Characterized by retarded growth that leads to a small stature and frequent infertility. Individuals with Turner syndrome report an increased incidence of fractures in childhood and osteoporotic fractures in adulthood. The incidence of diabetes mellitus has been reported increased in Turner syndrome. Ischemic heart disease, stroke, and hypertension are also more common.
Growth in children with Turner syndrome is characterized by a slight intrauterine growth retardation, relatively normal growth rates for the first several of life, a progressive deceleration of growth later in childhood, and the lack of a pubertal growth spurt.
They can have a webbed neck and learning difficulties.
Not necessarily shows while a baby.
Can make you shout out random word randomly.
Described by Dr. Henry Turner in 1938, this disorder in due to a deficiency in the amount of genetic material on the X-chromosome, one of the two sex chromosomes.
Turner syndrome is not inherited. It results from a mistake that occurs after fertilization during cell division, causing one X chromosome to be completely lost or significantly damaging it. (Deletion)
Can be caused by environmental factors.
Autoimmune mechanisms probably play a role.
Experts suggest screening for aortic dissection, although the specific timing for this screening is controversial. Plastic surgery to correct webbing of the neck should be considered at an early age, before entering school, for girls with Turner syndrome.
Most individuals with Turner syndrome require female hormone therapy to promote development of secondary sexual characteristics and menstruation. The time of beginning therapy varies with individuals. Experts recommend that therapy begin when a woman expresses concern about her onset of puberty.

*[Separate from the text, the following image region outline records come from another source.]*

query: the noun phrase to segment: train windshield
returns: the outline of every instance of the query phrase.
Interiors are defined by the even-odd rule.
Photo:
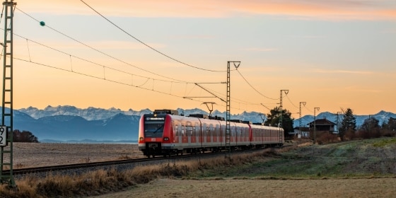
[[[146,117],[144,120],[145,137],[162,137],[165,117]]]

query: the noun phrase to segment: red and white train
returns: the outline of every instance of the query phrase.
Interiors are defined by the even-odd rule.
[[[226,127],[223,120],[177,115],[174,110],[155,110],[140,119],[139,149],[148,158],[224,150],[227,148]],[[231,150],[282,146],[284,129],[231,122],[227,140]]]

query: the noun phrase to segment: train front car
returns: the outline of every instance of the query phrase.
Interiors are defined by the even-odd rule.
[[[163,156],[162,147],[171,142],[167,132],[172,131],[172,117],[168,112],[154,111],[140,118],[139,127],[139,150],[148,158]]]

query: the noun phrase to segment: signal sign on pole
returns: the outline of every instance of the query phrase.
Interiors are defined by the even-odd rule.
[[[7,127],[0,127],[0,146],[7,146]]]

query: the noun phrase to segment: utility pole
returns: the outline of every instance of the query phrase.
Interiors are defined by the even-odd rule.
[[[319,110],[319,107],[313,108],[313,144],[316,143],[316,110]]]
[[[261,124],[264,126],[264,121],[265,120],[265,115],[262,113],[259,113],[259,115],[260,116],[261,120],[262,120],[262,122],[261,122]]]
[[[283,107],[283,106],[282,106],[283,105],[282,105],[282,93],[283,92],[284,92],[285,94],[287,95],[289,93],[289,90],[285,90],[285,89],[281,89],[281,98],[280,98],[281,101],[280,101],[280,103],[279,103],[279,105],[280,105],[279,109],[280,109],[280,111],[281,111],[281,116],[279,117],[279,125],[280,125],[280,127],[278,126],[278,127],[281,127],[281,128],[283,128],[283,123],[282,123],[283,122],[282,118],[283,118],[283,116],[284,116],[284,113],[282,112],[283,111],[282,110],[282,107]]]
[[[230,125],[230,119],[231,119],[231,112],[230,112],[230,110],[231,110],[231,84],[230,84],[230,73],[231,73],[231,69],[230,69],[230,66],[231,64],[233,64],[234,66],[235,67],[236,69],[238,69],[238,67],[239,67],[239,65],[240,65],[240,62],[227,62],[227,105],[226,105],[226,150],[227,150],[228,152],[231,151],[231,125]],[[226,153],[228,153],[226,152]]]
[[[13,0],[3,2],[4,18],[4,42],[3,45],[3,100],[1,110],[1,126],[0,126],[0,182],[8,183],[15,187],[13,173]],[[4,156],[8,156],[4,158]],[[4,174],[5,168],[9,168],[7,174]]]
[[[342,114],[342,112],[337,112],[337,131],[339,134],[339,115]]]
[[[306,102],[300,102],[300,120],[298,122],[300,122],[300,128],[298,129],[300,130],[300,134],[302,136],[303,135],[303,132],[301,132],[301,104],[303,104],[303,105],[305,106],[305,105],[307,104]]]

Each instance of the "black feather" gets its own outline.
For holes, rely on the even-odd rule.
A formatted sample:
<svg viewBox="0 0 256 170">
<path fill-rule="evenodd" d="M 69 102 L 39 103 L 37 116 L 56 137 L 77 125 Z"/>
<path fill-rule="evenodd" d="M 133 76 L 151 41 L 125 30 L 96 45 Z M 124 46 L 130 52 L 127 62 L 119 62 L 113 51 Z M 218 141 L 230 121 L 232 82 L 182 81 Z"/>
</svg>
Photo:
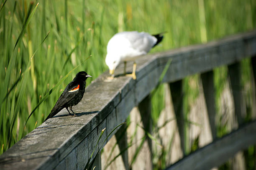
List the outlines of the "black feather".
<svg viewBox="0 0 256 170">
<path fill-rule="evenodd" d="M 163 35 L 163 32 L 162 32 L 159 34 L 156 34 L 154 35 L 152 35 L 152 36 L 154 36 L 154 37 L 156 38 L 156 39 L 157 39 L 157 41 L 156 41 L 156 43 L 155 44 L 155 45 L 154 45 L 154 46 L 153 46 L 153 47 L 154 47 L 154 46 L 158 45 L 160 42 L 161 42 L 162 41 L 162 40 L 163 40 L 163 38 L 164 38 L 164 35 Z"/>
<path fill-rule="evenodd" d="M 66 108 L 67 110 L 68 108 L 77 105 L 80 102 L 84 95 L 86 85 L 85 80 L 88 76 L 90 77 L 84 71 L 81 71 L 77 74 L 73 80 L 65 88 L 45 121 L 52 118 L 63 108 Z M 78 90 L 69 92 L 78 85 L 79 86 Z"/>
</svg>

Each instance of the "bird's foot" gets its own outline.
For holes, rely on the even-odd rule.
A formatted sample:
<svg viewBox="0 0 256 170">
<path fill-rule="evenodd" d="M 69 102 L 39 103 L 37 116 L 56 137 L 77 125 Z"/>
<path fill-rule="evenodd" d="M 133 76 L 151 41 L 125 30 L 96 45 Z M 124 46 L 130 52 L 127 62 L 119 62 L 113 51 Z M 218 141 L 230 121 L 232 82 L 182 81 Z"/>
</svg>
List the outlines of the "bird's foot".
<svg viewBox="0 0 256 170">
<path fill-rule="evenodd" d="M 133 78 L 133 80 L 136 80 L 136 74 L 135 73 L 133 73 L 131 74 L 126 74 L 125 75 L 127 77 L 131 77 Z"/>
</svg>

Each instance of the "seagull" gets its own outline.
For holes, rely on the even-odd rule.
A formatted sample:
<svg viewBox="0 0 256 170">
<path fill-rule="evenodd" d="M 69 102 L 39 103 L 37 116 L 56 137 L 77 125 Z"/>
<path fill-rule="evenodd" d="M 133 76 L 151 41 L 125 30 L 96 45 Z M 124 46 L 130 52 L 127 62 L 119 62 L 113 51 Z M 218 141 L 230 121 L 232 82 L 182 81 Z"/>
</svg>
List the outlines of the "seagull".
<svg viewBox="0 0 256 170">
<path fill-rule="evenodd" d="M 152 48 L 163 39 L 161 33 L 151 35 L 143 32 L 125 31 L 115 34 L 109 40 L 107 46 L 107 55 L 105 61 L 109 68 L 109 73 L 113 75 L 115 70 L 120 62 L 124 64 L 124 74 L 125 75 L 126 62 L 133 61 L 131 74 L 126 74 L 136 79 L 136 60 L 142 55 L 146 54 Z"/>
</svg>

All women receiving long-term, exogenous female hormone therapy require periodic gynecological examinations, because those with Turner syndrome have an increased risk of developing neoplasms such as gonadoblastoma and dysgerminoma, which arise from their rudimentary streak gonads.
Most women with Turner syndrome can live relatively normal lives. The prognosis for a person with Turner syndrome is dependent on other conditions that may be present. Care must be taken to regularly monitor the health problems that are associated with Turner syndrome. For example, heart or kidney defects, hearing loss, or the development of inflammatory bowel disease may significantly affect the quality of life. Without these types of conditions, however, their life expectancy is close to normal. Support will be necessary to help an adolescent girl cope with body image issues and to help some women accept the fact that they will never be able to have children.
Turner syndrome is a genetic disorder that cannot be prevented. Prenatal testing may give parents information about whether their child has Turner syndrome and prepare them to make decisions about the child's future.
Testing and Screening:
Turner syndrome is diagnosed on the basis of genetic analysis of chromosomes. This can be done prior to birth or after birth.